Also hate to say it but I blocked Mumsnet for some time and I used my phone quite a lot less then!

babbscrabbs · 16/07/2023 08:03

user1492757084 · 12/07/2023 04:08

Try every one's hints; it is a problem we all have to overcome.
Delete any not wanted apps - why waste the world's energy on scrolling or reading them?
You might need a technition to help you turn off many apps.
Turn off all notifications except for phone calls.
Call your family at the same time every day, at a point when you would most love to hear their support and make it a real talking.call.
Plug your phone in to recharge out of your bedroom overnight.
It is so rude to see a phone at the meal table or to prioritise a phone when real people/children are in your vacinity - teach proper manners and expectations of respect to your child by modeling no phone at those times.
Model safe walking near traffic and when driving by having your phone away in your handbag and turned off.
Use cash or cards and get used to not feeling your phone all the time.
Keep your phone away out of sight when at home.
Use more time doing things you want to do.
Explore new adventures, artistic hobbies, music, gardening - Become a more skilled and interesting person and meet new friends.
Is there a reward that you could give yourself for every three hour stint away from the phone?

Your phone is a tool for your use - not a device to control your life, posture, communication with your child, inhibit your social skills, stop you reading, knitting, dancing etc..

Another great post thank you. Right I'm switching off! X

Watchagotch72 · 16/07/2023 08:56

OP

i think that mindless scrolling on phones is very like alcohol / drugs / shopping / sex - all the things that people become addicted to. And it’s often because we are dissatisfied or unhappy or want distracted from some aspect of our life that is unsatisfactory. I’m sure for anyone with anxiety this is doubly so.

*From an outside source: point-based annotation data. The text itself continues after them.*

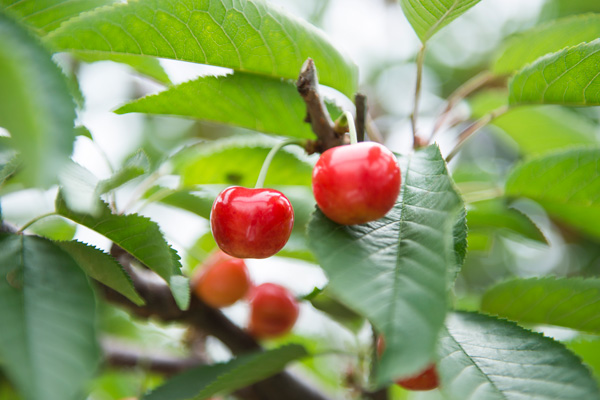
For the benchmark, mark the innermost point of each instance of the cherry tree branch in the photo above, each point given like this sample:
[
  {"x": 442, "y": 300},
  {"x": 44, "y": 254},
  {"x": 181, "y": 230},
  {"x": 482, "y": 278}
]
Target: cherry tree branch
[
  {"x": 473, "y": 128},
  {"x": 316, "y": 112},
  {"x": 463, "y": 91},
  {"x": 161, "y": 304}
]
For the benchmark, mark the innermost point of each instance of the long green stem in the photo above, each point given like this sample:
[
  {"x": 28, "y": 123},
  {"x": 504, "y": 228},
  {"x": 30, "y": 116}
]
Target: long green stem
[
  {"x": 351, "y": 127},
  {"x": 36, "y": 219},
  {"x": 414, "y": 115},
  {"x": 265, "y": 168}
]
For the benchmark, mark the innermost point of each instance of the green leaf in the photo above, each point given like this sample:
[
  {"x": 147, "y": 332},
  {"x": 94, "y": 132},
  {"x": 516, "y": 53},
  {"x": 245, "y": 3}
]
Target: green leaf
[
  {"x": 570, "y": 302},
  {"x": 47, "y": 313},
  {"x": 102, "y": 267},
  {"x": 133, "y": 167},
  {"x": 485, "y": 358},
  {"x": 565, "y": 183},
  {"x": 394, "y": 271},
  {"x": 137, "y": 235},
  {"x": 495, "y": 214},
  {"x": 260, "y": 103},
  {"x": 237, "y": 161},
  {"x": 54, "y": 228},
  {"x": 35, "y": 106},
  {"x": 46, "y": 15},
  {"x": 245, "y": 35},
  {"x": 205, "y": 381},
  {"x": 148, "y": 66},
  {"x": 429, "y": 16},
  {"x": 589, "y": 350},
  {"x": 568, "y": 77},
  {"x": 78, "y": 188},
  {"x": 326, "y": 303},
  {"x": 536, "y": 129},
  {"x": 550, "y": 37}
]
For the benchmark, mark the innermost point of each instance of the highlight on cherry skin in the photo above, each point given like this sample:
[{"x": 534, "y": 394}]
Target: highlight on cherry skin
[
  {"x": 251, "y": 223},
  {"x": 221, "y": 280},
  {"x": 273, "y": 311},
  {"x": 357, "y": 183},
  {"x": 425, "y": 380}
]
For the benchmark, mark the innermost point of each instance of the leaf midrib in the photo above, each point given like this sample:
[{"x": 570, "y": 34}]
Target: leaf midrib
[{"x": 464, "y": 352}]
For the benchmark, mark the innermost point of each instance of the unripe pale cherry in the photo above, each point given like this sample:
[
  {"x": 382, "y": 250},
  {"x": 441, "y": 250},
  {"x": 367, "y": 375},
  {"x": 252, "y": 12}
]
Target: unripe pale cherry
[
  {"x": 425, "y": 380},
  {"x": 221, "y": 280},
  {"x": 251, "y": 223},
  {"x": 355, "y": 184},
  {"x": 273, "y": 311}
]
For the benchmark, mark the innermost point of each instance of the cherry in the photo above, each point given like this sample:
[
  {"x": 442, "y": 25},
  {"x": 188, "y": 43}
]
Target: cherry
[
  {"x": 424, "y": 380},
  {"x": 221, "y": 280},
  {"x": 251, "y": 223},
  {"x": 273, "y": 311},
  {"x": 355, "y": 184}
]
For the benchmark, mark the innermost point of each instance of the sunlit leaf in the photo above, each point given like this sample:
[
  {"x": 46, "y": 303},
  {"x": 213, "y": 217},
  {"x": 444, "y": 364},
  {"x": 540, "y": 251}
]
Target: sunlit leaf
[
  {"x": 394, "y": 271},
  {"x": 47, "y": 314},
  {"x": 102, "y": 267},
  {"x": 485, "y": 358},
  {"x": 35, "y": 105},
  {"x": 148, "y": 66},
  {"x": 494, "y": 214},
  {"x": 568, "y": 77},
  {"x": 565, "y": 183},
  {"x": 133, "y": 167},
  {"x": 140, "y": 237},
  {"x": 46, "y": 15},
  {"x": 260, "y": 103},
  {"x": 536, "y": 129},
  {"x": 246, "y": 35},
  {"x": 550, "y": 37},
  {"x": 429, "y": 16},
  {"x": 205, "y": 381},
  {"x": 55, "y": 228},
  {"x": 569, "y": 302}
]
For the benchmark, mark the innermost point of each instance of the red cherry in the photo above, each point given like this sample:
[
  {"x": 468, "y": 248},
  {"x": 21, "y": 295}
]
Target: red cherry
[
  {"x": 424, "y": 380},
  {"x": 221, "y": 280},
  {"x": 357, "y": 183},
  {"x": 251, "y": 223},
  {"x": 273, "y": 311}
]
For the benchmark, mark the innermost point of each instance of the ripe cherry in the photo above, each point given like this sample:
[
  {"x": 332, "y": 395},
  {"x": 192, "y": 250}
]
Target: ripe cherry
[
  {"x": 273, "y": 311},
  {"x": 425, "y": 380},
  {"x": 251, "y": 223},
  {"x": 221, "y": 280},
  {"x": 357, "y": 183}
]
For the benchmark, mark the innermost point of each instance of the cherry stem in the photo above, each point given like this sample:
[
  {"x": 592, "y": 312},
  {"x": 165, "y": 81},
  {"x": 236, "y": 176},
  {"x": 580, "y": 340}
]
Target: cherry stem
[
  {"x": 351, "y": 127},
  {"x": 265, "y": 168}
]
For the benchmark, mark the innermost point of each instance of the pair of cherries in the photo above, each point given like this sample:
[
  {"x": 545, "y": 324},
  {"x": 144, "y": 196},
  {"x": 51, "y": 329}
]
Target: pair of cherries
[
  {"x": 352, "y": 184},
  {"x": 222, "y": 280}
]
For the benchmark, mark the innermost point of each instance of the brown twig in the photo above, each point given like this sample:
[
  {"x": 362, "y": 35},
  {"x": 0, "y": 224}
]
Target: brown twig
[
  {"x": 121, "y": 356},
  {"x": 161, "y": 304},
  {"x": 316, "y": 112},
  {"x": 474, "y": 127},
  {"x": 466, "y": 89},
  {"x": 360, "y": 100},
  {"x": 373, "y": 131}
]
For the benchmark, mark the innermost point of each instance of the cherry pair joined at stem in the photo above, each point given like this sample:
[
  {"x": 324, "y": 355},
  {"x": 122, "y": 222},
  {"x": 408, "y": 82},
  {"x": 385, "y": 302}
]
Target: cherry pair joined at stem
[{"x": 222, "y": 280}]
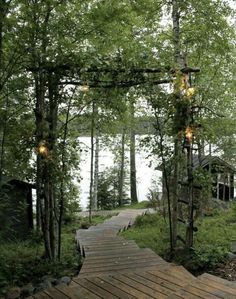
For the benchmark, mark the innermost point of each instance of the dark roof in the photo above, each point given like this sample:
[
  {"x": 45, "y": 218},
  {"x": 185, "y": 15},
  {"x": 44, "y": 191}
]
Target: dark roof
[{"x": 206, "y": 160}]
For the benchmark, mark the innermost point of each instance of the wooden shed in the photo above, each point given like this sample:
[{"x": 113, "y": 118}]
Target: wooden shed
[
  {"x": 16, "y": 208},
  {"x": 222, "y": 175}
]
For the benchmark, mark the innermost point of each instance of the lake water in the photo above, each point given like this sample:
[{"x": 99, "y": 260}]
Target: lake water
[{"x": 144, "y": 173}]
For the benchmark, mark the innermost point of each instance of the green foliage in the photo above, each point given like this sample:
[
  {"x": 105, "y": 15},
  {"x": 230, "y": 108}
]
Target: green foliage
[
  {"x": 212, "y": 241},
  {"x": 108, "y": 190},
  {"x": 150, "y": 231},
  {"x": 22, "y": 262}
]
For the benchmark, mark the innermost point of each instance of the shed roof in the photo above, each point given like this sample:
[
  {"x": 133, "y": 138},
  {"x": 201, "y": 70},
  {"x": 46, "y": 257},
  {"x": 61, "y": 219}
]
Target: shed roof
[{"x": 206, "y": 160}]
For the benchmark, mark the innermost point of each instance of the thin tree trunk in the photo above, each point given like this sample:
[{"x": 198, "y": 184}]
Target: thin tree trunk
[
  {"x": 96, "y": 172},
  {"x": 63, "y": 171},
  {"x": 52, "y": 139},
  {"x": 122, "y": 165},
  {"x": 178, "y": 62},
  {"x": 189, "y": 231},
  {"x": 133, "y": 181},
  {"x": 166, "y": 183},
  {"x": 4, "y": 130},
  {"x": 91, "y": 164}
]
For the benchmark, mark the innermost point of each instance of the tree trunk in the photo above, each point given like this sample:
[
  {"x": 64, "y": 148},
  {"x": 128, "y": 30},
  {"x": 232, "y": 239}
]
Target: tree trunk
[
  {"x": 122, "y": 165},
  {"x": 91, "y": 164},
  {"x": 63, "y": 172},
  {"x": 177, "y": 61},
  {"x": 96, "y": 172},
  {"x": 133, "y": 186},
  {"x": 4, "y": 131}
]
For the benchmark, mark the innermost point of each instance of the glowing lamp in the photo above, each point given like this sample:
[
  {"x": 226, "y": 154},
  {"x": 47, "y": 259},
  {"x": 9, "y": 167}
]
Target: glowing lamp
[
  {"x": 84, "y": 88},
  {"x": 190, "y": 92},
  {"x": 188, "y": 133},
  {"x": 42, "y": 149}
]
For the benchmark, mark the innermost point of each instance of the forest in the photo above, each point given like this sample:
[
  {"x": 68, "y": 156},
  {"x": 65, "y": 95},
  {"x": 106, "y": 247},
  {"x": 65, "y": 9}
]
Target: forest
[{"x": 111, "y": 70}]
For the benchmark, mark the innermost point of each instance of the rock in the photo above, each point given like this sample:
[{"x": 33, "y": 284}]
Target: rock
[
  {"x": 14, "y": 293},
  {"x": 48, "y": 278},
  {"x": 27, "y": 290},
  {"x": 43, "y": 285},
  {"x": 66, "y": 280},
  {"x": 231, "y": 256}
]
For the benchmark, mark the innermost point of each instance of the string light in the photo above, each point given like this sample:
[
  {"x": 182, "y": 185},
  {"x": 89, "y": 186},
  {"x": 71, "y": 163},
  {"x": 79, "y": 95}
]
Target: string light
[
  {"x": 189, "y": 133},
  {"x": 84, "y": 88},
  {"x": 190, "y": 92},
  {"x": 42, "y": 149}
]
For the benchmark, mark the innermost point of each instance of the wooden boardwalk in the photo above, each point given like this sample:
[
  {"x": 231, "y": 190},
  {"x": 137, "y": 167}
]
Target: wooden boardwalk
[{"x": 116, "y": 268}]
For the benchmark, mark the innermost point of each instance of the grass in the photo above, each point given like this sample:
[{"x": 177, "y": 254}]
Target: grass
[
  {"x": 22, "y": 262},
  {"x": 211, "y": 242}
]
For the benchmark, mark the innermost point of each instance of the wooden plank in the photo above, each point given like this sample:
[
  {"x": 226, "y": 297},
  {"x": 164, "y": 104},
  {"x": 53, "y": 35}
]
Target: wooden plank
[
  {"x": 110, "y": 248},
  {"x": 126, "y": 288},
  {"x": 186, "y": 295},
  {"x": 219, "y": 280},
  {"x": 41, "y": 295},
  {"x": 175, "y": 296},
  {"x": 113, "y": 252},
  {"x": 113, "y": 289},
  {"x": 179, "y": 271},
  {"x": 163, "y": 289},
  {"x": 201, "y": 292},
  {"x": 55, "y": 293},
  {"x": 132, "y": 256},
  {"x": 95, "y": 289},
  {"x": 170, "y": 278},
  {"x": 140, "y": 286},
  {"x": 157, "y": 280},
  {"x": 105, "y": 268},
  {"x": 77, "y": 292},
  {"x": 120, "y": 254},
  {"x": 115, "y": 262}
]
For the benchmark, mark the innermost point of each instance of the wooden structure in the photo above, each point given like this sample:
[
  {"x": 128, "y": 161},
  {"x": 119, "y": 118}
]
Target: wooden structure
[
  {"x": 222, "y": 174},
  {"x": 117, "y": 268},
  {"x": 16, "y": 209}
]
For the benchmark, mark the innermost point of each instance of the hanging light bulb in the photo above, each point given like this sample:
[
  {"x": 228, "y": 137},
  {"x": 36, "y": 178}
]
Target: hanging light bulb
[
  {"x": 189, "y": 133},
  {"x": 190, "y": 92},
  {"x": 42, "y": 148},
  {"x": 84, "y": 88}
]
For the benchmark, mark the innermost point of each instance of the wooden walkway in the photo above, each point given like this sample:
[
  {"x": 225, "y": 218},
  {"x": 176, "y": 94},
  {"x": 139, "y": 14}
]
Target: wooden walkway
[{"x": 116, "y": 268}]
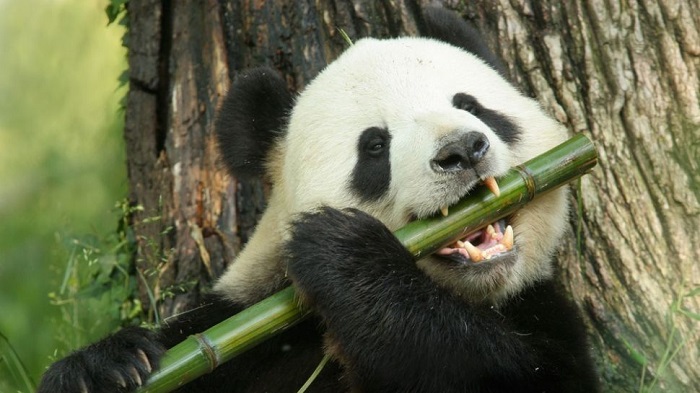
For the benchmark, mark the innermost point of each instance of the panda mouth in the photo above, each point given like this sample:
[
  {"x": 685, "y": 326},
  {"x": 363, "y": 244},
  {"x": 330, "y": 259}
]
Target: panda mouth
[{"x": 490, "y": 244}]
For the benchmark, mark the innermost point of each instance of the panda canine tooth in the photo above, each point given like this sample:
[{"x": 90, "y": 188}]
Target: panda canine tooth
[
  {"x": 444, "y": 210},
  {"x": 474, "y": 253},
  {"x": 491, "y": 184},
  {"x": 507, "y": 240}
]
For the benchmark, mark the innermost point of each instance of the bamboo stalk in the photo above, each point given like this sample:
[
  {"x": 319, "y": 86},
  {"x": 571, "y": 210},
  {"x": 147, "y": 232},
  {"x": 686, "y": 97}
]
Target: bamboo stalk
[{"x": 201, "y": 353}]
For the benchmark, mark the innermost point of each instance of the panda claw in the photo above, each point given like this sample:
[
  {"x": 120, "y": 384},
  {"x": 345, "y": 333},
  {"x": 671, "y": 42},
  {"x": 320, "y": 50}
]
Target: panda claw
[
  {"x": 144, "y": 359},
  {"x": 135, "y": 376},
  {"x": 507, "y": 240},
  {"x": 474, "y": 253},
  {"x": 120, "y": 380},
  {"x": 444, "y": 211}
]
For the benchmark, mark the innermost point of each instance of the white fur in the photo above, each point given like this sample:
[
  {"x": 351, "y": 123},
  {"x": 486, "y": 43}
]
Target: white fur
[{"x": 405, "y": 85}]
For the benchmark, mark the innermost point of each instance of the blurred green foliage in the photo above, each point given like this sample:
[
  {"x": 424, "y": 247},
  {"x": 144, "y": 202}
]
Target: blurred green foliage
[{"x": 62, "y": 167}]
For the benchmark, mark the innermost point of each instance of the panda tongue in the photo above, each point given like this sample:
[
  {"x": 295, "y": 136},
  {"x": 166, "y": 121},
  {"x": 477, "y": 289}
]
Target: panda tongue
[{"x": 489, "y": 243}]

I know that when I’m mindlessly scrolling on Twitter or MN or whatever (and it has been made very very easy for me thanks to the huge profits of having the maximum eyeballs on screens) I don’t have to think about the fact that I’m overweight and unfit, that I’m not sure what DS will do when he leaves school, that my pension is really shit and I really need to do something (what?) about that, that DH and I are arguing, that my work is boring and unfulfilling, that my younger DS is really shy and doesn’t have many friends, that my parents are getting older and needing more help from a distance, that DHs sister really doesn’t like me and we’ve agreed to spend a week together on holiday, etc etc ad infinitum.

going on my phone switches off my brain so that I don’t have to think about any of that in the moment. Of course all these issues are still there when I log off - if anything it’s worse because I am switched off, numbed, disengaged and doing nothing about them.